For searching for the method and system of multiple string
The divisional application of the application's to be original bill application number be application for a patent for invention (applying date: on February 26th, 2010, denomination of invention: for searching for the method and system of multiple string) of 201010116709.X.
Technical field
The technical field of relate generally to information processing of the present invention, more specifically, relates to the method and system for information search.
Background technology
Along with the development of cyber-net correlation technique, increasing people's combine digital search identifies or finds in digital document the certain content of the demand meeting them.Such as, people (such as father and mother) or authoritative institution can attempt in the obtainable digital document of children, find some limiting content being not suitable for child (such as go here and there, express or word), then make children away from these contents.But in a lot of situation, due to size and/or the substantial amounts of such as digital document, people or authoritative institution identify or find these limiting contents to be tasks consuming time.Therefore, need the searching method improved, be used for performing search efficiently and reduce search time.
Summary of the invention
The object of the application will be provided for performing efficiently the search of multiple string based on the first word of multiple string and the combination of length to reduce the system and method for search time.

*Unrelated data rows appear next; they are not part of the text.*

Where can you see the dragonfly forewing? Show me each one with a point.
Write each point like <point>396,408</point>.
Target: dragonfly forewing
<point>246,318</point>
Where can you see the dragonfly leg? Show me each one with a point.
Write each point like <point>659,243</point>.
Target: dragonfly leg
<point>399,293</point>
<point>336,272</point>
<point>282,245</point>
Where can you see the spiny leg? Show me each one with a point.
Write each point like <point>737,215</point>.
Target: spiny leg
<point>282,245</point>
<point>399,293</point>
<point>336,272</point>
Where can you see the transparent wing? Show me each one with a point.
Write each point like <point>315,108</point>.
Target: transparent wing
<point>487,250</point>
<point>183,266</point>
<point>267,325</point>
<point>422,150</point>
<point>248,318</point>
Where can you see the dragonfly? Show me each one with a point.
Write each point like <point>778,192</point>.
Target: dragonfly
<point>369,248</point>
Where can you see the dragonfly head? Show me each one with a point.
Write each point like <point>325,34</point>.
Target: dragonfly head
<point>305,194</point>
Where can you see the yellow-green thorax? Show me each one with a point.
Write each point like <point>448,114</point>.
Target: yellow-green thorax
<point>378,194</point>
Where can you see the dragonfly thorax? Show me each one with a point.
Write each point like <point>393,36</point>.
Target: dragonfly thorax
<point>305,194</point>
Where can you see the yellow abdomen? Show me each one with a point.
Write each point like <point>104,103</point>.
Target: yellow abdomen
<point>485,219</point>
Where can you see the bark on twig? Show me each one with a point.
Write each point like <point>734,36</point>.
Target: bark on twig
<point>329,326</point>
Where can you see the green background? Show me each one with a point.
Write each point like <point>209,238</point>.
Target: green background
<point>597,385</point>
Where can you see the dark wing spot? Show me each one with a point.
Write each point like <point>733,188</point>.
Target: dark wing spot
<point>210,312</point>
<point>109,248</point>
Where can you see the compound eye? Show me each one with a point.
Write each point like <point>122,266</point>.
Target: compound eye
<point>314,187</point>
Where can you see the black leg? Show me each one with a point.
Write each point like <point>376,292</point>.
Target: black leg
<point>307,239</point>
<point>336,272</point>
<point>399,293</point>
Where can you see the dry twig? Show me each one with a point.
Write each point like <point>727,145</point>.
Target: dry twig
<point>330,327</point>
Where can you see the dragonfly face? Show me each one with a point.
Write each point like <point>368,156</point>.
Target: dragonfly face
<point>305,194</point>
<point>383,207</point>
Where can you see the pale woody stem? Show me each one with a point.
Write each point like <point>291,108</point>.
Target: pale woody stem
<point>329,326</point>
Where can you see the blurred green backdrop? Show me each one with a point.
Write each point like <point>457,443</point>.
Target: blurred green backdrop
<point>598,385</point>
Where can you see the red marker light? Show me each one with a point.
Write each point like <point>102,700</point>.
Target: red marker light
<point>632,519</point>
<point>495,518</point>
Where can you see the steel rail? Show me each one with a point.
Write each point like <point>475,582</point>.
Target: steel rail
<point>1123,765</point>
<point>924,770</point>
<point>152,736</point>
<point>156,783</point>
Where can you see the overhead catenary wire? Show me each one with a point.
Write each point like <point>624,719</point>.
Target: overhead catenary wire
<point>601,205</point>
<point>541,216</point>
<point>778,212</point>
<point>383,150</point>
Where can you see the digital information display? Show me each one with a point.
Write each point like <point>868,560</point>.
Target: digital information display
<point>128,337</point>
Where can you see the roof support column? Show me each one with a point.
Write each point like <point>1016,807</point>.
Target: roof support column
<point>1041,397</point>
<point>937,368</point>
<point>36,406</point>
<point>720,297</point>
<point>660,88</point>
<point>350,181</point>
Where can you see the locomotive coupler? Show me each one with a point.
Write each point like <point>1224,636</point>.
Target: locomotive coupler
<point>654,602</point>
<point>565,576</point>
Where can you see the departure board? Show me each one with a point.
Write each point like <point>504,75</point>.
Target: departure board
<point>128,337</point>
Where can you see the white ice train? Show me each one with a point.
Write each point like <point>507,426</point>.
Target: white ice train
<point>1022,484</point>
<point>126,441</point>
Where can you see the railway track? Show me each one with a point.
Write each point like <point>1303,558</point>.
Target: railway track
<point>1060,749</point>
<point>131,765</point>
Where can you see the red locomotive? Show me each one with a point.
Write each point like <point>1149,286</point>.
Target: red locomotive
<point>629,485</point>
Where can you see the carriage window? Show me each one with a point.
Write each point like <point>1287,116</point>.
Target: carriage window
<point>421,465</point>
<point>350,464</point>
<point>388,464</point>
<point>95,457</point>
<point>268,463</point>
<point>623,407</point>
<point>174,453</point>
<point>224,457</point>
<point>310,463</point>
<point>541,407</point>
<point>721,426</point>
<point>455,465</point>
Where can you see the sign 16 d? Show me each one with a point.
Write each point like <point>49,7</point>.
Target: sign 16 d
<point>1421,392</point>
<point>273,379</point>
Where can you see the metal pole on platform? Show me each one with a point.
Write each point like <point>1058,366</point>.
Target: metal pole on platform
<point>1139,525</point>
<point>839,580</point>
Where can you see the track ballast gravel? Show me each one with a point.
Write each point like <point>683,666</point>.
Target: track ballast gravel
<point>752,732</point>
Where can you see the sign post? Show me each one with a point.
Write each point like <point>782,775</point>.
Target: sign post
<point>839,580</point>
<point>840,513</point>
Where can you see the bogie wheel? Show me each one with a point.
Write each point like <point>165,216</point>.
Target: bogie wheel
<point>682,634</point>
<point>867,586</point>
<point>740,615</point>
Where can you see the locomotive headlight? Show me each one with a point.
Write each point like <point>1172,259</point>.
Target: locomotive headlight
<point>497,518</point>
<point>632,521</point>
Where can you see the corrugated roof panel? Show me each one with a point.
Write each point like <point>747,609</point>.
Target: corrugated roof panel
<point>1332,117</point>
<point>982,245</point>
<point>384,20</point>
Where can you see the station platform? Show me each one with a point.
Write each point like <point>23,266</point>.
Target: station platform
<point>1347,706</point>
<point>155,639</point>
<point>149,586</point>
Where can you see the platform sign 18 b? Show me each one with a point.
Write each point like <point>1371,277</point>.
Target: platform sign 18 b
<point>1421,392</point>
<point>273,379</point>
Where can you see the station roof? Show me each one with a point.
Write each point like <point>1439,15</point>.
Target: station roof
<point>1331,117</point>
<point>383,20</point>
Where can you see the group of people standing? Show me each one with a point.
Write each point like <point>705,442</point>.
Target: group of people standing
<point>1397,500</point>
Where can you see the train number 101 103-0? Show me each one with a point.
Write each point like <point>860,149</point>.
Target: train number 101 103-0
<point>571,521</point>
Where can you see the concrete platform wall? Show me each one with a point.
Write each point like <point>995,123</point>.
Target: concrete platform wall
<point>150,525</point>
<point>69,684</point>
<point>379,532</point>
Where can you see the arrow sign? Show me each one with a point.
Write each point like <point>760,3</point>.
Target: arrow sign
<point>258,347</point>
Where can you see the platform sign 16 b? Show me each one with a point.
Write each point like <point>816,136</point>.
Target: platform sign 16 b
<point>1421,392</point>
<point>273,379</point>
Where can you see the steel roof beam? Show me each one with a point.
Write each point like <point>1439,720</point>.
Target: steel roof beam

According to the first aspect of the application, provide a kind of for the system by using the instruction in a computer of one or more processor executive resident to search for multiple string from text.This system comprises: the first memory device, for storing respectively with the pattern string that the first pattern word starts; And second memory device, for storing the first pattern word of pattern string and the combination of corresponding pattern length that start with the first pattern word.This system also comprises: search engine, for identifying that the word matched with one of described first pattern word is to be set to current word in the text iteratively; Extraction apparatus, to start with described current word for extracting iteratively and to have the substring of the substring length equal with one of pattern length; And comparer, for iteratively by described substring with there is first pattern word identical with length with the first pattern word of this substring compare with each pattern string of string length.This system can also comprise the 3rd memory device, for storing the information relevant with this substring when this substring matches to one of pattern string.
According to the another aspect of the application, provide a kind of for the method by using the instruction in a computer of one or more processor executive resident to search for multiple string from text.The method comprises: be stored in the first memory device by the pattern string started with the first pattern word respectively; And the first pattern word of pattern string started with the first pattern word respectively and the combination of corresponding pattern length are stored in the second memory device.The method also comprises: utilize search engine to identify iteratively and the word that one of described first pattern word matches in the text, to be set to current word; Utilize search engine to extract iteratively and to start with described current word and there is the substring of the substring length equal with one of pattern length; Utilize search engine iteratively by this substring with there is first pattern word identical with length with the first pattern word of this substring compare with each pattern string of string length; And if one of this substring and pattern string match, then the information relevant to this substring is stored in the 3rd memory device.
The system and method for the application can find and locate a series of with the predefined pattern string (such as Chinese word) using the language of large character set (charset) (such as Chinese) to write in the text efficiently.The technology that the application adopts considers the characteristic of the language using large character set, and can obtain linear working time and the search time of minimizing.This technology can by such as forbidding the text comprising one or more predefined pattern word in Bulletin Board Systems (BBS) thread.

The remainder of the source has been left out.